Closer examination of well-established tissue-specific TFs (retrieved from the Human Cancer Protein Atlas v15; ref. 21) showed that our approach captures 11 of 12 TFs operating preferentially in specific tissues in primary tumors (Fig. 2D), such as ESR1 and FOXA1 in BRCA or MITF in SKCM. Note that for ZEB1, a transcriptional repressor involved in epithelial-to-mesenchymal transition (EMT; ref. 22), higher protein activities correspond to downregulation of the regulon. Importantly, these tendencies are maintained in the cell lines with the exception of androgen receptor (AR), where 4 of 6 prostate cell lines display AR-independent proliferation (Supplementary Table S1C). Taken together, these results show that our approach captures expected activity patterns of known cancer-specific TFs.

TF activities dissect mutant-specific aberrations

Previous studies demonstrated that different mutations in the same protein could cause a continuum of effects, ranging from neutrality to a significant functional impact (23). We thus set out to characterize the effect of mutations occurring in TFs on their own activity. As proof of concept, we focused on TP53 due to its high mutation frequency and heterogeneity. We curated TP53 mutations according to specific mutations, hotspots, protein consequence, zygosity (in cell lines), affected domain, PTM, or structural property and previously proposed mutation stratifiers (Supplementary Table S4A; ref. 24). Subsequently, we compared predicted TP53 activities of each TP53 mutation group with wild-type samples (Fig. 3A). To avoid confounding effects due to the use of different samples and tumor types, we regressed out the tissue lineage from the TF activity profiles through linear modeling. Our results indicated that all TP53 mutation groups significantly affecting TP53 transcriptional activity decreased it (Supplementary Fig. S8; Supplementary Table S4B). Overall, homozygous mutations and deletions had a stronger effect size than heterozygous mutations (Fig. 3B). Focusing on the most frequent mutational hotspots revealed that R231X and R273C reached larger effect sizes than R248Q and R175H substitutions in both primary tumors and cell lines. However, direct pairwise comparison between mutants did not yield significant results alone. Importantly, these significant changes in activity were correlated between primary tumors and cell lines (R2 = 0.551, P = 1.14 × 10−8; Fig. 3C). This suggests that transcriptional activity prediction may better capture effect on TP53 activity than mutation alone.
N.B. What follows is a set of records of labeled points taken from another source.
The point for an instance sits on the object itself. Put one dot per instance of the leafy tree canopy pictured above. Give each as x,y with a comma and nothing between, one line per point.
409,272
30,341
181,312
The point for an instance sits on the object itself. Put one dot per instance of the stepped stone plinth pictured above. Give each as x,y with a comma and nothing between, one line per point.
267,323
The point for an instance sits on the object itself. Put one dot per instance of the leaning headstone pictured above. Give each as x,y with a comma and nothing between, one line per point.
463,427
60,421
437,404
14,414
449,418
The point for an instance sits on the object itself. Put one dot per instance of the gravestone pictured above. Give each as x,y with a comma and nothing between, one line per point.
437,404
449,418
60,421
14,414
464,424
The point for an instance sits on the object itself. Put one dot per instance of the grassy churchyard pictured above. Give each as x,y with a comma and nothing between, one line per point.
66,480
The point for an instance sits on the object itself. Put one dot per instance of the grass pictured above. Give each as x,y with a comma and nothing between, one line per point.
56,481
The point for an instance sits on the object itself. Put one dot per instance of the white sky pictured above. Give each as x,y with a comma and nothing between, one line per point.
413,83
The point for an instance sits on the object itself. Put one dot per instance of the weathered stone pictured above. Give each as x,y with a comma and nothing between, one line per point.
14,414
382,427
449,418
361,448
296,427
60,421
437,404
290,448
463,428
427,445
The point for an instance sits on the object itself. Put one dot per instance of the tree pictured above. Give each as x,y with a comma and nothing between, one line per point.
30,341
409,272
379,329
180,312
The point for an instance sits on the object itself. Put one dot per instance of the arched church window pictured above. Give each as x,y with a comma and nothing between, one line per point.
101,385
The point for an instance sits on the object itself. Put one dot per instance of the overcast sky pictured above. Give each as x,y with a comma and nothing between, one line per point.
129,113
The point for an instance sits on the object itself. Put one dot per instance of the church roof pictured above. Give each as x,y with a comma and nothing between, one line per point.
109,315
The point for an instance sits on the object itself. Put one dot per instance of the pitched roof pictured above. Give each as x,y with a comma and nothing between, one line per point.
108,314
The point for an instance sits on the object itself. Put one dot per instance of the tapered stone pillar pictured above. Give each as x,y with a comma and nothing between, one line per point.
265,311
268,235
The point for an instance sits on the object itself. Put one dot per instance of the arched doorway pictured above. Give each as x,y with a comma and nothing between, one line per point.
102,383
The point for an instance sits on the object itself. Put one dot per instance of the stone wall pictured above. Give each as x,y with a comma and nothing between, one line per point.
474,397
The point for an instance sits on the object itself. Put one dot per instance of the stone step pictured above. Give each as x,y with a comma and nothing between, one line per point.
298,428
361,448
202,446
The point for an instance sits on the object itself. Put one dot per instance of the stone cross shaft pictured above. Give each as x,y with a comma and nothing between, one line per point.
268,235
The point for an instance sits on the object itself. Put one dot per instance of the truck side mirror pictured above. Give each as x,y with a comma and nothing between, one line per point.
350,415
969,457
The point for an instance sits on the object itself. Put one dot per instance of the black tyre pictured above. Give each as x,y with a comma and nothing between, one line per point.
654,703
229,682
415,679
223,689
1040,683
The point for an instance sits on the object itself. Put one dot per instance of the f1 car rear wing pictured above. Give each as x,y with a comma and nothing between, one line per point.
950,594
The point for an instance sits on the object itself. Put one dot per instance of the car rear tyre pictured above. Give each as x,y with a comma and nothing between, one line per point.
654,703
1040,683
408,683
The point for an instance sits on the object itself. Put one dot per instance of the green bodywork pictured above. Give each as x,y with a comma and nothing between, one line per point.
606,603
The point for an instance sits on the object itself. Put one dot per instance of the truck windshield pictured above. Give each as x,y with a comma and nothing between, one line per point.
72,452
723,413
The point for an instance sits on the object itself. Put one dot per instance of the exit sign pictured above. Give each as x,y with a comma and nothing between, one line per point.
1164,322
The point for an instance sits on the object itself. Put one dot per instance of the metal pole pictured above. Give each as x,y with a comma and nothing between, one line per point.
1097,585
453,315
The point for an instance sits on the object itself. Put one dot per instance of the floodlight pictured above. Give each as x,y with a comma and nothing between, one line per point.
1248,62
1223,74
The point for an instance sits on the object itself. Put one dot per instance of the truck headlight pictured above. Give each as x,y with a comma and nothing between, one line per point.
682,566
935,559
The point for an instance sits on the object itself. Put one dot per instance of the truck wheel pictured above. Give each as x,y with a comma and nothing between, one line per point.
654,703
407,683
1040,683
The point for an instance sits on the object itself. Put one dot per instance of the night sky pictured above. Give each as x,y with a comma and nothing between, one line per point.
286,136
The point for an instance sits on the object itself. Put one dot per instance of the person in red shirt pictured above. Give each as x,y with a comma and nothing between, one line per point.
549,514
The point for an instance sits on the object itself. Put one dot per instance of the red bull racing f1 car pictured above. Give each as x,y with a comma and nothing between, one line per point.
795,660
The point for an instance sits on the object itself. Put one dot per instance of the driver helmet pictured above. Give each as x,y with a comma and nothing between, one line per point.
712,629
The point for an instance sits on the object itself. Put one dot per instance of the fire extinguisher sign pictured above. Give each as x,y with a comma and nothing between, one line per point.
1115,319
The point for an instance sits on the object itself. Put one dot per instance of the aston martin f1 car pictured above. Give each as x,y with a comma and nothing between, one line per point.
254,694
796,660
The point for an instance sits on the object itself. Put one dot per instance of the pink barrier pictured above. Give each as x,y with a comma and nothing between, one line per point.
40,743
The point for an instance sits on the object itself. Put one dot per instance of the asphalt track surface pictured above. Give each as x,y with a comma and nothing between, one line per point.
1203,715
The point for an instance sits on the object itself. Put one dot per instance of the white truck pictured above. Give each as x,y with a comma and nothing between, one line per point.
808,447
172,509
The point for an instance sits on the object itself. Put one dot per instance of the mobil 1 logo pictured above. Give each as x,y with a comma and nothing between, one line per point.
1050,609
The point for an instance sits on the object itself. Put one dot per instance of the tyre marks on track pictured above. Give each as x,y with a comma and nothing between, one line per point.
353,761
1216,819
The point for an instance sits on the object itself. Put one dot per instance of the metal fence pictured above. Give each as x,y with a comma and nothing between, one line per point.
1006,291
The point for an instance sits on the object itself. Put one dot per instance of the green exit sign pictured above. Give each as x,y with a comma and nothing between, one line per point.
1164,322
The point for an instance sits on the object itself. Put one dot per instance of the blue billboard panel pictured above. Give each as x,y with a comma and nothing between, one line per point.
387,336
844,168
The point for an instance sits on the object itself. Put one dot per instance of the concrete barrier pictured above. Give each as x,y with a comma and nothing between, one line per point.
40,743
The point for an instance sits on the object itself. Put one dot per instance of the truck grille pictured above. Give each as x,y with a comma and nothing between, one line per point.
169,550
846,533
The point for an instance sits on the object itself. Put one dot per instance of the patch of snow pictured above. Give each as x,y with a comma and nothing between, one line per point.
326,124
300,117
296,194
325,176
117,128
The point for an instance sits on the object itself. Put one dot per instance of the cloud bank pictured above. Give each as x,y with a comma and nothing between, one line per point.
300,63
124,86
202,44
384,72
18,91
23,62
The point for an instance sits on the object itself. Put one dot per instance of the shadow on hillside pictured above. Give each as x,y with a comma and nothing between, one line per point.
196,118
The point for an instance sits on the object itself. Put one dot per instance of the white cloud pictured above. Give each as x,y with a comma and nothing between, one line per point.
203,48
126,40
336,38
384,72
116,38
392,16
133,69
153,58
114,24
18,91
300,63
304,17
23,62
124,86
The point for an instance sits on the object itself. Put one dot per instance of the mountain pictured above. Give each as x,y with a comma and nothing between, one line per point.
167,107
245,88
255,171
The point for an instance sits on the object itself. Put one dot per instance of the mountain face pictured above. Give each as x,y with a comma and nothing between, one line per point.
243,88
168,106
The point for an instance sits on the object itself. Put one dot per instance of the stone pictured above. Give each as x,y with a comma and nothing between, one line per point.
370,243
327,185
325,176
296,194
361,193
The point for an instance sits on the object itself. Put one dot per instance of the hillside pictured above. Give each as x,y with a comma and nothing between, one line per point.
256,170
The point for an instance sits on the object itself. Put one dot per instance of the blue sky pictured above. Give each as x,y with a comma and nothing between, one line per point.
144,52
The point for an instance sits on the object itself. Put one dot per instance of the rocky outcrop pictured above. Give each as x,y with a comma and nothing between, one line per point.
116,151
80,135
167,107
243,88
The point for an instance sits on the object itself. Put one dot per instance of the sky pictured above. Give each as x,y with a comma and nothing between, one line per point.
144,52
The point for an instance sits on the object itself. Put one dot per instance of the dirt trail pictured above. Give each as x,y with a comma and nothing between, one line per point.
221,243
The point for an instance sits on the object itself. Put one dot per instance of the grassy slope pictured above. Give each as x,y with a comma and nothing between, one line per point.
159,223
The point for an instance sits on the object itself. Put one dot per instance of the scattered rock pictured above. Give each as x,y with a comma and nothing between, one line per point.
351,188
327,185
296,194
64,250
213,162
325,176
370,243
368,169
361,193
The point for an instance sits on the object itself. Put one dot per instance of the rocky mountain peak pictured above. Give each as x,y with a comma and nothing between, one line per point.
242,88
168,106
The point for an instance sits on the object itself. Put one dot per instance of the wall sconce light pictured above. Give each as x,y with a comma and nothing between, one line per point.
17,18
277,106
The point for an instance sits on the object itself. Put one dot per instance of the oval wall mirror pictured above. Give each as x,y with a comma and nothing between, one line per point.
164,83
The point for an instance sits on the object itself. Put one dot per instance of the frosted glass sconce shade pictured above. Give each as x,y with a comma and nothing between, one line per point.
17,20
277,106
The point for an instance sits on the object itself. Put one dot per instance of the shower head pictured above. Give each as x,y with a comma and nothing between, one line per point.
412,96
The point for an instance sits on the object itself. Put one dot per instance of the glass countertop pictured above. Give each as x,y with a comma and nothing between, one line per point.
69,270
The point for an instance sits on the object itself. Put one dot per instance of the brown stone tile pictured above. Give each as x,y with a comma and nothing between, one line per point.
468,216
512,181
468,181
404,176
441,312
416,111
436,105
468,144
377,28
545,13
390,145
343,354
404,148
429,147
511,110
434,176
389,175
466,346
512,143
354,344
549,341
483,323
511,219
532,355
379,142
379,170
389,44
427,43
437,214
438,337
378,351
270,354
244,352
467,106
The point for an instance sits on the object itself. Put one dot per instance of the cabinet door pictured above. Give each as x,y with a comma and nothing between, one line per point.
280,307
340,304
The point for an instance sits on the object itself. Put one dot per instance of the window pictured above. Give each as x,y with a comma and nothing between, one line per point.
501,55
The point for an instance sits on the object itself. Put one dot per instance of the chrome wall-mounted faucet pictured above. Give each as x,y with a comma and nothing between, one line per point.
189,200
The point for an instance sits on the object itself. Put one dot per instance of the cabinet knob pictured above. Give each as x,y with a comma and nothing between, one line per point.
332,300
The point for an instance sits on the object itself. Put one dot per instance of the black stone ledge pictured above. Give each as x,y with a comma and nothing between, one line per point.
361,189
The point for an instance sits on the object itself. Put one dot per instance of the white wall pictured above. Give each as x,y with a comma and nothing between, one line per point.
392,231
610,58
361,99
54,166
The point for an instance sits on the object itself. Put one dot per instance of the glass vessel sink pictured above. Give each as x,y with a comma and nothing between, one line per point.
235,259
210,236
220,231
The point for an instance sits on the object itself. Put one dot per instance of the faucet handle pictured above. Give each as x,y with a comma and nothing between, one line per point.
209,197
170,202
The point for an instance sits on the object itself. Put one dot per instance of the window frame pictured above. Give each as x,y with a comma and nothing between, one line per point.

This is supported by comparison of activity predictions with experimentally defined TP53-mutant yeast transactivation class from the IARC TP53 Database (25), where each possible TP53 missense mutation is assigned to a transactivation class, functional, partial, or nonfunctional, according to its effects on the transcription of 8 TP53-responsive promoters in yeast. Comparison between nonfunctional and the other missense mutants showed a significant agreement with our predictions in cell lines (one-tailed t tests, P = 0.00535) and, although marginally significant, in primary tumors (P = 0.0418).

Figure 3.

Functional characterization of mutant TF on transcriptional activities. A, Functional evaluation of TF mutations on their own activity. B, Boxplot depicting TF activities according TP53 mutation zygosity in cell lines. C, Comparison of the predicted effect size of significant TP53 mutations between primary tumors and cell lines. D, Systematic characterization of mutant TFs in primary tumors. Each bar represents the number of significant mutant groups in the TF impacting its activity. Red and blue indicate positive and negative effects, respectively. E, Boxplots comparing TF activities across different variants for NFE2L2, AHR, FOXA1, REST, and SREBF2. Red dots indicate that the mutation is reported in COSMIC v70.

Figure 3.

Functional characterization of mutant TF on transcriptional activities. A, Functional evaluation of TF mutations on their own activity. B, Boxplot depicting TF activities according TP53 mutation zygosity in cell lines. C, Comparison of the predicted effect size of significant TP53 mutations between primary tumors and cell lines. D, Systematic characterization of mutant TFs in primary tumors. Each bar represents the number of significant mutant groups in the TF impacting its activity. Red and blue indicate positive and negative effects, respectively. E, Boxplots comparing TF activities across different variants for NFE2L2, AHR, FOXA1, REST, and SREBF2. Red dots indicate that the mutation is reported in COSMIC v70.

Close modal

Motivated by these results, we investigated systematically the effect of mutations in TFs on their activity. To distinguish mutant-specific effects, these were studied individually. Importantly, to consider nonrecurrent yet potentially functional driver mutations, we also grouped mutations that, although introducing different changes in different residues, could affect protein function in a similar way (e.g., same structural region, interaction, or posttranslational modification site). We recovered 1,200 mutation groups in 122 TFs from primary tumors (n ≥ 3). Pan-cancer analysis in primary tumors identified 9 TFs that, when mutated, exhibit a significant change in activity (FDR < 5%; Fig. 3D; Supplementary Table S4C). In general, mutations in TFs with known oncogenic roles, such as NFE2L2, HIF1A, and AHR, were associated with increased regulatory activity, pointing to gain-of-function mutations. In contrast, mutations in the proposed tumor suppressors STAT2 and FOXA1 are associated with decreased activity. Also, truncating mutations in the transcriptional repressor REST resulted in increased regulon expression (Fig. 3E). Analyzing cell lines showed similar trends for REST truncating mutations (P = 0.00367, FDR = 0.0367) and NFE2L2 missense mutation in D29 (P = 0.009, FDR = 0.099).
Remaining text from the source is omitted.